Last week, Twyford told the Herald he hoped to have the project consented, financed and contracted, with work under way within the next two years.
Trams first operated in Auckland in 1902 and were removed from the city streets in 1956 along with 72km of tracks. In the 1950s, trams carried 100 million passengers a year when the city's population was less than 400,000 people.
The papers are made up of briefing documents to Auckland Mayor Phil Goff, who is a big fan of trams but has not publicly committed any money.
Last week, the Government put aside $4 billion for trams in Auckland in its draft 10-year transport plan.
A briefing paper to Goff last November contained "broad estimates" of $2.17b to $2.985b for trams from the CBD to the airport. No costs were given for trams from the CBD to West Auckland.
The Labour-led Government, Auckland Transport and New Zealand Transport Agency are committed to building trams to the airport. Transport Minister and Te Atatu MP Phil Twyford has promised an immediate start on trams from the CBD to Westgate in West Auckland.
Some transport advocates believe trains or buses are a better solution for rapid transit to the airport. Writing in yesterday's Herald, physician Ross Boswell said a dedicated airport busway from Puhinui train station to the airport would be $2b cheaper than trams, carry twice as many passengers and take about the same time.
"Trams will run on a kerb-protected central reservation, limiting road traffic in each direction to a single lane shared between cycles, cars, buses and trucks, and restricting right turns into or out of Dominion Rd," said Boswell, who regularly uses public transport.
Australian Prime Minister Malcolm Turnbull yesterday pledged $5b towards a $10b project to run trains from downtown Melbourne to Tullamarine Airport. The Victorian Government is expected to fund the other half.
Auckland councillor Mike Lee said Melbourne has the most extensive and most sophisticated tram system in the world and to choose to go with trains is based on experience operating trams and trains, confirming international best practice.

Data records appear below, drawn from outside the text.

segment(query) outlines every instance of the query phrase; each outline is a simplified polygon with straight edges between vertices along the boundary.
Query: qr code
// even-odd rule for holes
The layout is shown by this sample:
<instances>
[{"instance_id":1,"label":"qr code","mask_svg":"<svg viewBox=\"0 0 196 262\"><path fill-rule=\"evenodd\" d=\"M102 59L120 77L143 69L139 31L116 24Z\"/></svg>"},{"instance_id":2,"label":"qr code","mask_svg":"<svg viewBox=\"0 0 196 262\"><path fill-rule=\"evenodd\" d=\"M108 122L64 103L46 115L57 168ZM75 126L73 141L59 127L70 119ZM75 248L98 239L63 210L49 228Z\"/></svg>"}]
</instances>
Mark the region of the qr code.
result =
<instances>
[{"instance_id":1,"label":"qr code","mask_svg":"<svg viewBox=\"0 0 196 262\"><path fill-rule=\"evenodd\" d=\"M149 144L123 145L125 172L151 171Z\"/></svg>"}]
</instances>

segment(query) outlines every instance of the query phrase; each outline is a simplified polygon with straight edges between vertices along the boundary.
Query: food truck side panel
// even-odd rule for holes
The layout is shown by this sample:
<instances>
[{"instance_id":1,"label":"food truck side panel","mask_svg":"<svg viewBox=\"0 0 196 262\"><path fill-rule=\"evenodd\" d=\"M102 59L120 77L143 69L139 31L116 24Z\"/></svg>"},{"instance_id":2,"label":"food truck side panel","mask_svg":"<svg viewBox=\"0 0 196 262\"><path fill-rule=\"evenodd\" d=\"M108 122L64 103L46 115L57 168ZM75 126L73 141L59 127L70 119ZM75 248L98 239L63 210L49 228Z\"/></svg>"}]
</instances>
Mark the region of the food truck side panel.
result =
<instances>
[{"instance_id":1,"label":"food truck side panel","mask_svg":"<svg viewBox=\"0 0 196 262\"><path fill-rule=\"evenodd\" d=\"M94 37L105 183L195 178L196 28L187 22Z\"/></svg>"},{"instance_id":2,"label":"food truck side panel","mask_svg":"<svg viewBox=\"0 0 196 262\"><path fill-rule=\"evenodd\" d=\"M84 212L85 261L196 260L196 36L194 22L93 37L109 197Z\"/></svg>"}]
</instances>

"The Australian decision is instructive and should give our new Government (reason to) pause. To blindly push ahead with a multibillion-dollar tram connection to Auckland airport would be a grave mistake," said Lee, a big player in the renaissance of rail in Auckland.
In Sydney, a 12km inner city tram project has be called a "horror story", the cost has soared from $1.6b to a new estimate of $3.3b, Spanish contractors are demanding more money and businesses have been starved of customers and gone bust.
Last night, Goff said the advice he received in November has been superseded by work on a joint council-Government transport programme, but acknowledged there are challenges to speeding up work on light rail.
Goff reiterated his stance of refusing to commit any ratepayer money to light rail and said work to date on a proposed regional fuel tax of 11.5 cents a litre "does not include funding for light rail".
"I am in discussion with government around their funding light rail as a nationally significant programme," said Goff, noting its intention to fund $4b over 10 years.
New features about light rail to the airport
An underpass at Karangahape Rd is part of the plan for trams from Wynyard Quarter to the airport, according to official papers.
The underpass, at the intersection with Queen St, is necessary to manage the gradient and to provide for a stop in the area. Queen St will be closed to traffic north of Mayoral Drive.
Another feature of the $2.2b to $3b tram project is a new bridge in Upper Queen St to run the tram line over the central motorway to connect to Ian McKinnon Drive.
The Dominion Rd flyover will be removed for trams and plans are in place for a depot at Stoddard Place in Mt Roskill for testing, maintenance and repairs of the trams, costing $10 million each.
A law change is also necessary to allow a separate, dedicated corridor within the road for trams, which are defined as "rail vehicles" under the Land Transport Act.